Shot segmentation is an important and challenging task in video understanding, aiming to split videos into classified shots (e.g., close-up, close shot, full view, audience, transition, zooming, and others).

The existing datasets and benchmarks either simply focus on shot boundary detection (e.g., ClipShots and SHOT) or lack well-defined shot categories for segmentation (e.g., SoccerNet-v2). As a result, it is necessary to propose a new dataset with fine-grained shot categories for shot segementation and well-defined shot boundaries for shot boundary detection.

To this purpose, we propose a fine-grained dataset for shot segmentation as well as shot boundary detection in multiple sports scenes, coined as SportsShot. Our SportsShot is characterized with important properties of well-defined shot boundaries, fine-grained shot categories of complexity, and high-quality annotations with consistency, resulting in more challenges in both shot segmentation and boundary detection. For shot segmentation, we define seven semantic categories with complexity and close to human understanding. As for shot boundary detection, we view both hard cuts and gradual transitions as boundaries and annotate them as intervals.

Organizers and Emails

This track is provide by MCG Group @ Nanjing University

Evaluation

We use accuracy and segmental F1 scores to analyze shot segmentation performance following the standard practice in the temporal action segmentation task[1], in which accuracy evaluates the predictions in a frame-wise manner, while segmental F1-scores measure the temporal overlap between predicted and ground truth segments at different thresholds.

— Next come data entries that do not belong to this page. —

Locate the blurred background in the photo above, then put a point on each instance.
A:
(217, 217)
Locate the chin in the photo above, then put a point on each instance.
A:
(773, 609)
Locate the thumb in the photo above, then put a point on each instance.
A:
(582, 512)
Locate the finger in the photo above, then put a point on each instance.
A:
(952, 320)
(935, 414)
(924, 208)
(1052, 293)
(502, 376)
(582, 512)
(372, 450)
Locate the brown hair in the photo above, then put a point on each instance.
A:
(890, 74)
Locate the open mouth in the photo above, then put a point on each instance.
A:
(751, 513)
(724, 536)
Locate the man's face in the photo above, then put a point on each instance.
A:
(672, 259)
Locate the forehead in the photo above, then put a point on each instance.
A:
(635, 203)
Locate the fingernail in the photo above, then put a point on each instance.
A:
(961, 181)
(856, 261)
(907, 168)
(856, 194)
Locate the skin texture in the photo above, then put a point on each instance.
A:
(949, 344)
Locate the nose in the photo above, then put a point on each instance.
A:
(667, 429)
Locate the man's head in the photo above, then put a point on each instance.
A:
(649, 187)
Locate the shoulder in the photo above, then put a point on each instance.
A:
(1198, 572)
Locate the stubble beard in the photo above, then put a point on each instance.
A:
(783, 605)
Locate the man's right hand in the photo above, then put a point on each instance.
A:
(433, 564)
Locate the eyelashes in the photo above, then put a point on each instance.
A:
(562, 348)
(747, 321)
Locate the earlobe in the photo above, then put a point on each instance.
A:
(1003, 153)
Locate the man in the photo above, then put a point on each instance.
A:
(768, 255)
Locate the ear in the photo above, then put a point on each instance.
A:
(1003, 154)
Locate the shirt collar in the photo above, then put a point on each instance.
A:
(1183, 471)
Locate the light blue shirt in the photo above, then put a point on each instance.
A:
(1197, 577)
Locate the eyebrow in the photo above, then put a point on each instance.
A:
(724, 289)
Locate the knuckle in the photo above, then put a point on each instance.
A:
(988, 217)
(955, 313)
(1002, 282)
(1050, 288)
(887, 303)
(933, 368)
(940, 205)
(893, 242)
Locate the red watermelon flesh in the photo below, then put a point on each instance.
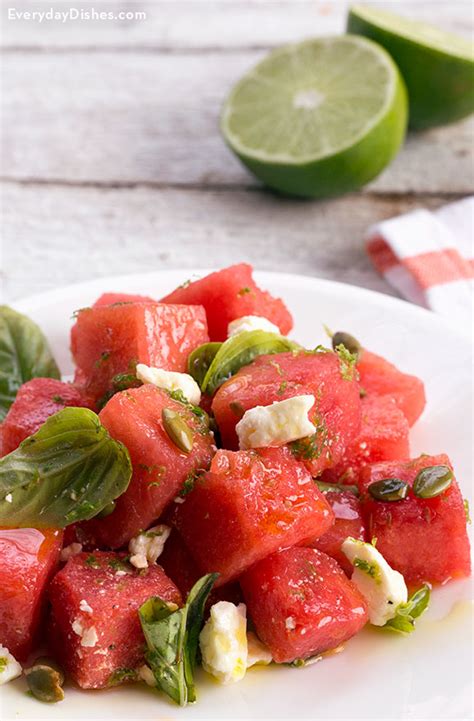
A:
(160, 468)
(384, 436)
(180, 566)
(29, 557)
(348, 522)
(113, 298)
(336, 412)
(95, 599)
(229, 294)
(379, 377)
(110, 340)
(250, 504)
(35, 402)
(302, 603)
(424, 539)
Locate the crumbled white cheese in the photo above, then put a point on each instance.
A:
(170, 381)
(382, 587)
(84, 606)
(69, 551)
(276, 424)
(9, 666)
(146, 547)
(88, 636)
(257, 652)
(146, 674)
(249, 323)
(223, 642)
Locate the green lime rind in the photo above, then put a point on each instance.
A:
(337, 146)
(438, 67)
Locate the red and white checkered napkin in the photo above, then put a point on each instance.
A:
(428, 257)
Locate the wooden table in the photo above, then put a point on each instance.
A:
(113, 161)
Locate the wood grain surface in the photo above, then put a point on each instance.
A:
(112, 160)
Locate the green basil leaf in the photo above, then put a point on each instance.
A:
(68, 471)
(24, 354)
(404, 621)
(172, 637)
(200, 360)
(240, 350)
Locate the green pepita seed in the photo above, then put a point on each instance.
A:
(432, 481)
(107, 510)
(347, 340)
(45, 682)
(178, 430)
(389, 489)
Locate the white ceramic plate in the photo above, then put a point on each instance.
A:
(378, 676)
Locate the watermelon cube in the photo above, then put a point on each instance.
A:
(229, 294)
(114, 298)
(35, 402)
(110, 340)
(302, 604)
(29, 557)
(336, 412)
(384, 436)
(96, 633)
(348, 522)
(380, 378)
(183, 570)
(160, 468)
(423, 538)
(250, 504)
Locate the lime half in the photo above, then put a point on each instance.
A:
(438, 67)
(318, 118)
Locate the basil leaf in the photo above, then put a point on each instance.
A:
(24, 354)
(68, 471)
(200, 360)
(172, 637)
(404, 621)
(240, 350)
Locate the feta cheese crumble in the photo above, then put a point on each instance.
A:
(146, 547)
(9, 666)
(382, 587)
(69, 551)
(170, 381)
(276, 424)
(88, 636)
(223, 642)
(249, 323)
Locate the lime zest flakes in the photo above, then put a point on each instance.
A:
(347, 363)
(407, 613)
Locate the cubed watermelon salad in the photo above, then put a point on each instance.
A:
(208, 491)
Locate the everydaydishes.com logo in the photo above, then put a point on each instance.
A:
(73, 14)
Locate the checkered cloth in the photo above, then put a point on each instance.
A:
(428, 257)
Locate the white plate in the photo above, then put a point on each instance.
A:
(378, 676)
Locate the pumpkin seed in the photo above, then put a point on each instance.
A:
(107, 510)
(178, 430)
(45, 682)
(200, 360)
(432, 481)
(389, 489)
(347, 340)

For shot boundary detection, we utilize the precision, recall, and F1 scores following previous datasets[2, 3], for it is important to detect shot boundaries both precisely and thoroughly. To take the duration of gradual transitions into consideration, we label a detected shot boundary as a positive result only when its temporal IoU with a gt shot boundary is over 0.5.

Reference

  • [1]: Fangqiu Yi, Hongyu Wen, and Tingting Jiang. ASFormer: Transformer for Action Segmentation. In BritishMachine Vision Conference (BMVC), 2021.
  • [2]: Shitao Tang, Litong Feng, Zhanghui Kuang, Yimin Chen, and Wei Zhang. Fast video shot transition localization with deep structured models. In Asian Conference on Computer Vision, pages 577–592. Springer, 2018.
  • [3]: Wentao Zhu, Yufang Huang, Xiufeng Xie, Wenxian Liu, Jincan Deng, Debing Zhang, ZhangyangWang, and Ji Liu. Autoshot: A short video dataset and state-of-the-art shot boundary detection. In Proceedings of the IEEE/CVF Conference on Computer Vision and Pattern Recognition, pages 2237–2246, 2023.

Terms and Conditions

  • You agree to us storing your submission results for evaluation purposes.
  • You agree not to distribute SportsShot dataset without prior written permission.

Creative Commons License

This work is licensed under a Creative Commons Attribution-NonCommercial 4.0 International License.

Data Format

Please ensure that the submitted data contains results of all of the test videos.

Expected submission data:

  • ZIP_THIS_FOLDER
    • seg
      • v_0mcffpH2VTw_0.txt
      • v_0mcffpH2VTw_1.txt
      • ......(all of test videos)
    • det
      • v_0mcffpH2VTw_0.txt
      • v_0mcffpH2VTw_1.txt
      • ......(all of test videos)

The submission data for shot segmentation should contain one label per line for each frame:

close_up
...
close_up
full_view
...
full_view
...

The submission data for shot boundary detection should contain both start frame and end frame per line:

21 25
78 79
122 123
...

Test

Start: Nov. 25, 2024, midnight

Description: To submit, upload a .zip file containing text files with the prediction.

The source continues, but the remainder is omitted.